A story about the Solari-Kochetov phase
Not too long ago I was applying for
promotion to the CONICET (Argentine National Science Council). I had
to do a good deal of paperwork for the presentation, this paperwork
included certainly the list of publications and their citations. I
asked a friend with access to the SCI-citation index to find them for
me.
The popularity of my works (the citation index measures a
social property of our work) was as expected. No surprises at all
except for one paper. A 1987 paper I wrote after completing my PhD
and before starting my postdoctoral position had increased the
citation number from one (1) isolated cite in 1993 to more than
ten (10) by 2002 (more than 29 by 2012).
I've got
curious about what could have happened to a this completely forgotten
paper?. Actually, I liked the paper, it was the last paper in a short
series of just 2 works, from the time when I was trying to obtain
semiclassical quantisation formulae using coherent states, highly
influenced by Gutzwiller works as well as Gilmore-Perelomov coherent
states.

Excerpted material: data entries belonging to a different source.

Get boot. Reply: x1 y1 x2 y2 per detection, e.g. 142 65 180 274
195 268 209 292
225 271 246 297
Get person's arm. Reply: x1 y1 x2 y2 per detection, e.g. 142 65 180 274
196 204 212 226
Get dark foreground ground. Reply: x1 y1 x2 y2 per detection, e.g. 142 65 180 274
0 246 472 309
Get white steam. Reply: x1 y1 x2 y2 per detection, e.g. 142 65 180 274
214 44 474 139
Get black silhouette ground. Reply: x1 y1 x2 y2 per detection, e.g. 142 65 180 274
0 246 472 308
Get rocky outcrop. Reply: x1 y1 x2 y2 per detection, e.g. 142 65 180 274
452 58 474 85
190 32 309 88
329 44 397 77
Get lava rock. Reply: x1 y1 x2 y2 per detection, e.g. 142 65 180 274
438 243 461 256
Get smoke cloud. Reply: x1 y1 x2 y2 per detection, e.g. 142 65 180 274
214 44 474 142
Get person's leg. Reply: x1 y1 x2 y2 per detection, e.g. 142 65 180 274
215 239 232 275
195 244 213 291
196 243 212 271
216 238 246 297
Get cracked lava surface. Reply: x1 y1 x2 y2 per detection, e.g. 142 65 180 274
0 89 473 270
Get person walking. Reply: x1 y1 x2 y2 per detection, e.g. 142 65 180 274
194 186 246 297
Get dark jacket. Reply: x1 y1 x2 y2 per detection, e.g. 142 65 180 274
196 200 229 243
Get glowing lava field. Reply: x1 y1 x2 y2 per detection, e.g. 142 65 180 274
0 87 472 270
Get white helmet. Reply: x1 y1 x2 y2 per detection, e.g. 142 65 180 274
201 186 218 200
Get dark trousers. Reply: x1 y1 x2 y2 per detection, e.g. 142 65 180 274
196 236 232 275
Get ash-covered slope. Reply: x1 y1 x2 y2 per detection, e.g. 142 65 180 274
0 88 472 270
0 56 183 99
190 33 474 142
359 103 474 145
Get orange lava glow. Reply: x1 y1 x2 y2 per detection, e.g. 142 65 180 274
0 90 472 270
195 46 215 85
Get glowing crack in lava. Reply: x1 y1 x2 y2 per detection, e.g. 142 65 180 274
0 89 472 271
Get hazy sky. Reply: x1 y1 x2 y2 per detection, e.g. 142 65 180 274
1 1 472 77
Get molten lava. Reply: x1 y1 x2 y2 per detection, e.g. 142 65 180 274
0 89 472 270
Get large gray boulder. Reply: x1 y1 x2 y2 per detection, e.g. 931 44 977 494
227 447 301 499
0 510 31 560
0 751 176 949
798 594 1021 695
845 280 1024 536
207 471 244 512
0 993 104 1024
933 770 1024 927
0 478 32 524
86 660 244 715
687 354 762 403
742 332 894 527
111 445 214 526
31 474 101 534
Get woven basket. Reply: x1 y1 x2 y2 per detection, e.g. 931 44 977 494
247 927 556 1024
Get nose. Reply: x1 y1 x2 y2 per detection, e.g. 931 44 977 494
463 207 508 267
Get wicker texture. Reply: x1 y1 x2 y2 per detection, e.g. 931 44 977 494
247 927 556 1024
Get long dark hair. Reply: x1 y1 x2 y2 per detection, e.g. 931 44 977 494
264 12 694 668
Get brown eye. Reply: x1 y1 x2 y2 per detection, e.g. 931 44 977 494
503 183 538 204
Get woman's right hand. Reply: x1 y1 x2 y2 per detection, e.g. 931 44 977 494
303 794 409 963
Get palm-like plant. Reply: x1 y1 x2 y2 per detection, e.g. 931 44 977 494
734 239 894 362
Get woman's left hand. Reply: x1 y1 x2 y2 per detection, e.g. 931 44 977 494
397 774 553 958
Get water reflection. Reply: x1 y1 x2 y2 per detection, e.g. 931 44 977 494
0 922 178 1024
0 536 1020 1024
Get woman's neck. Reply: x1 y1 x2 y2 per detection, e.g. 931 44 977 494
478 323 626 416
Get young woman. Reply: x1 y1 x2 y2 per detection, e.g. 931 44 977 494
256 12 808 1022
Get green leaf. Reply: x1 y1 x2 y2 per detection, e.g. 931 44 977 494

As soon as I began working in the subject, I realized that I
would have to get the semiclassical-time-propagator in terms of
coherent states in proper form since it was utterly clear that there
were problems with it. Actually, Schulman had already pointed to the
problems in his book on Path Integrals.
By 1987 I had two
independent forms to get the propagator, one in terms of the inner
representation of coherent states ad the other in terms of the outer
representation , both expressions were obtained by substantially
different methods, they were in agreement and gave the correct result
in the trivial tests cases (i.e., they survived the meta-conceptual
tests that previous attempts have failed). I was about learn a lesson
a would not forget: science is a social endeavor
governed by social rules. The social consense had established
that the obviously incorrect results were correct, exception made of
the anonymous referee that wrote "this manuscript is very poorly
written but unfortunately,, it is correct". In part because
nobody gave credit to my work, I decided to move away from the field
and landed in Nonlinear Dynamics for my own good.
Back to the
story, what and when something had happened for a forgotten paper to
be rescued? I pursued the question as an entertainment browsing the
WeB (naturally). I soon came across the "Solari Kochetov phase"
and finally I learn about the work by M. Stone, Kee-Su Park and A.
Garg (The semiclassical propagator for spin coherent
states. Journal of Mathematical Physics 41, 8025-8049
(2000)), that I believe, coined the expression "Solari Kochetov
phase".
It turns to be that Kochetov had rediscovered
independently the proper form of the semiclassical evolution operator
for spin systems in 1995, actually, there was at least one more
independent rediscovery (Vieira-Sacramento 1995); these works
apparently suffered the same fate than mine.
But the
semiclassical-propagator is a tool, and the real test for a tool is
to use it. The semiclassical propagator appeared to be useful for
computations of Spin-tunnelling, but researchers found it to be
unreliable and turned to other methods after being deceived by the
socially accepted versions of the early 80's. Stone, Park and Garg
are to be credited for bringing into focus the several times found
(and forgotten) correction.
Some times I am asked, why is
chaos so important? what is all this excitation about chaos? I like
to give the social reason: chaos was known to Poincaré, Birkhoff
and others, actually, von Newmann used the word chaos referring to
the dynamics close to Poincaré's homoclinic orbits; but this kind of
dynamics was largely forgotten by the scientific community and
(almost?) erased from textbooks. The social excitation of the
rediscovering is just proportional to the neglect!